"Kak, nanti kita mampir ke toko souvenir dulu, ya! Aku perlu sesuatu buat tugas hari ini!"
Pernah mendengar istilah, diberi hati minta usus? Itu yang paling cocok mendeskripsikan Elysa pagi ini, ngelunjak.
Setelah merusak mood Aghamora yang membuatnya harus melewatkan sarapan, dan karenanya dibiarkan menempati bangku depan samping kemudi sebab tak selera bergaduh, kini Elysa kembali menunjukkan sisi tidak tahu dirinya dengan meminta menepi ke toko souvenir sebelum menapaki gerbang sekolah.

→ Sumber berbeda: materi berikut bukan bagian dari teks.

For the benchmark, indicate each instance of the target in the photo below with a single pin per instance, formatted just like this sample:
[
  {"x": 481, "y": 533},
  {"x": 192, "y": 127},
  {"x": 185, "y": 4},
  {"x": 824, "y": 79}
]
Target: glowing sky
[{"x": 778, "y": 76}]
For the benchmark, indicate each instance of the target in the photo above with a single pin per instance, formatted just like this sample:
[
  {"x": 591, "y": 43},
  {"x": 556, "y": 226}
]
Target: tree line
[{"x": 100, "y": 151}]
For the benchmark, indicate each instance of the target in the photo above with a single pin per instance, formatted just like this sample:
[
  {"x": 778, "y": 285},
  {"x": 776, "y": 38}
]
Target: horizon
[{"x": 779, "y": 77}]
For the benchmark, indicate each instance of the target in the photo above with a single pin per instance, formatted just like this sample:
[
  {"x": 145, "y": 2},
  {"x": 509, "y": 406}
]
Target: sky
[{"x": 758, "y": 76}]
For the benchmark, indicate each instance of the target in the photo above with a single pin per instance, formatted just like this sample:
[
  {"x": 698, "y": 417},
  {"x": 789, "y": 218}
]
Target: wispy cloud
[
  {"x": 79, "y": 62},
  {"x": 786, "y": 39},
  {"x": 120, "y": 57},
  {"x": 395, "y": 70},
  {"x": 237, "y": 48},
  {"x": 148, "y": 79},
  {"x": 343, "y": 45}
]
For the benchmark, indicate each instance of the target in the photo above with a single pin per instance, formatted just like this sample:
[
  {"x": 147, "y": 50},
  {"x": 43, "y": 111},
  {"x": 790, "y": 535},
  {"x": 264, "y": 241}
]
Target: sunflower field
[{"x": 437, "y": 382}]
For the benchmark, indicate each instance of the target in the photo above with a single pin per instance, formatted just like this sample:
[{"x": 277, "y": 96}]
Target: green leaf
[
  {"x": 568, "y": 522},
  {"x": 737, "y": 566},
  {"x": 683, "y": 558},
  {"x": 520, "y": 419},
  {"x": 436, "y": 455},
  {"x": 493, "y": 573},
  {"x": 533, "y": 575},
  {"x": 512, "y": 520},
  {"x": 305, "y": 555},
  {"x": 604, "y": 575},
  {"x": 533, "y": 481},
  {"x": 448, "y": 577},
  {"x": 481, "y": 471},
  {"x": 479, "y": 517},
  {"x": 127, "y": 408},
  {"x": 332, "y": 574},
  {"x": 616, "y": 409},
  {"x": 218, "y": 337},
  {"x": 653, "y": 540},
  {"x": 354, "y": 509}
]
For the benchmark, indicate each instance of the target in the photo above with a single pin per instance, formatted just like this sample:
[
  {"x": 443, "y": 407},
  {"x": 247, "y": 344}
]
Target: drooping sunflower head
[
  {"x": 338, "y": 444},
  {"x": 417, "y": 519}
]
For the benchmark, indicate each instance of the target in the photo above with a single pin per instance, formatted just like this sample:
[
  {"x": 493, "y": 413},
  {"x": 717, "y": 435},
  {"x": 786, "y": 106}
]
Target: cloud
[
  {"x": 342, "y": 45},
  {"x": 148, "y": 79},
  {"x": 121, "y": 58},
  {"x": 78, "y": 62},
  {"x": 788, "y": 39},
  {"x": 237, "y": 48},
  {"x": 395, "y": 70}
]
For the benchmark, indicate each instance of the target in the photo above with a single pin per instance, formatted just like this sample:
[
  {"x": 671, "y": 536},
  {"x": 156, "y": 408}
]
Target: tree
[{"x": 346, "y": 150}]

Sebetulnya ada satu toko yang dimaksud sepanjang perjalanan menuju sekolah. Namun kini yang dipermasalahkan adalah waktu. Tidak, mereka tidak akan terlambat hanya untuk membeli sebuah barang dan bahkan masih bisa mengantri selama sepuluh menit. Tapi mereka akan sampai bersamaan dengan bising bel diseluruh sisi sekolah.
Tidak masalah sebetulnya, toh sekolah juga masih memberi kelonggaran hingga dua puluh menit setelah bel berbunyi meski dengan syarat. Ingat pekerjaan rumah Aghamora yang disobek begitu saja dan entah dibuang kemana? Itu yang menjadi topik utama mengingat pelajaran yang dimaksud berada di urutan pertama hari ini.
Bisakah berharap agar bu Adina tidak masuk? Tentu saja tidak! Meski sudah berumur, tapi semangat yang dimiliki setiap guru matematika hampir sama. Terutama dengan cara mengajar yang ditakuti banyak siswa menjadi hiburan tersendiri bagi guru-guru itu. Jadi mana mungkin mereka melewatkan hiburannya begitu saja?
Terdapat satu konsekuensi bersama bu Adina jika tak menyerahkan tugas yang diberi. Tak peduli apakah durasi setara dengan banyaknya soal dan tingkat kesulitan, kau harus mengumpulkan tepat waktu dan isi jawaban mesti 80% benar. Konsekuensi tak tertulis dan sama sekali tanpa persetujuan para murid adalah tak diperbolehkan masuk kelas bagi mereka yang tidak menyerahkan tugas dan latihan soal private empat mata bersama bu Adina sendiri untuk mereka yang jawabannya lebih banyak salah. Sebetulnya konsekuensi itu cukup masuk akal, hanya saja menguji mental.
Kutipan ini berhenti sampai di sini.